In the late-1960s, a 17-year-old student at Lakewood High School, north of Seattle, would routinely walk the halls with a briefcase full of gadgets and magazines.
A teacher at his school had procured a $3,000 teletype computer, and the nerdy teen and two pals quickly became obsessed — spending countless hours each day in the lab while their classmates engaged in more common activities for kids their age.
One was Bill Gates, who would go on to found Microsoft. The other was Paul Allen, his co-founder.
The teen with the briefcase was named Kent Evans, and he seemed to be destined for similar career success.
Except Evans died in a mountaineering accident right before graduation — a tragic mishap that Gates still routinely reflects on.
Author Morgan Housel shared these details in his best-selling book The Psychology of Money — and it has some key lessons for us.
Most of us like to chalk our success up to countless hours we’ve spent working on our craft, some skills we’ve honed over time, a relentless passion for our trade that others just don’t have.

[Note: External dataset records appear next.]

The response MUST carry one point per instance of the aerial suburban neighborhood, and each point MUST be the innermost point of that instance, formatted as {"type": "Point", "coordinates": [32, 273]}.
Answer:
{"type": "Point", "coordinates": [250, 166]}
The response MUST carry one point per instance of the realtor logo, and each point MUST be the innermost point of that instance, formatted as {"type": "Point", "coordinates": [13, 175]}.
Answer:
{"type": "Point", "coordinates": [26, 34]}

And there may be some validity to this.
But when we look at our achievements, we hardly ever acknowledge the role that time and circumstance have played or the unexpected breaks we’ve caught along the way.
"Luck and risk are both the reality that every outcome in life is guided by forces other than individual effort," Housel writes. "They are so similar that you can't believe in one without equally respecting the other other. They both happen because the world is too complex to allow 100 percent of your actions to dictate 100 percent of your outcomes."
Housel believes risk and luck are essentially doppelgangers and that the line between them is so thin, we can easily be duped into reaching wrong conclusions.
So he encourages us two consider two rules:1. Be careful who you praise and admire2. Be careful who you look down upon and wish to avoid becoming
For us as leaders, the key lesson for us might be that those at the top haven't necessarily discovered the pathway to achievement that we absolutely have to follow.
It might just mean they've caught some pretty fortunate breaks along the way — and that ours are still to come.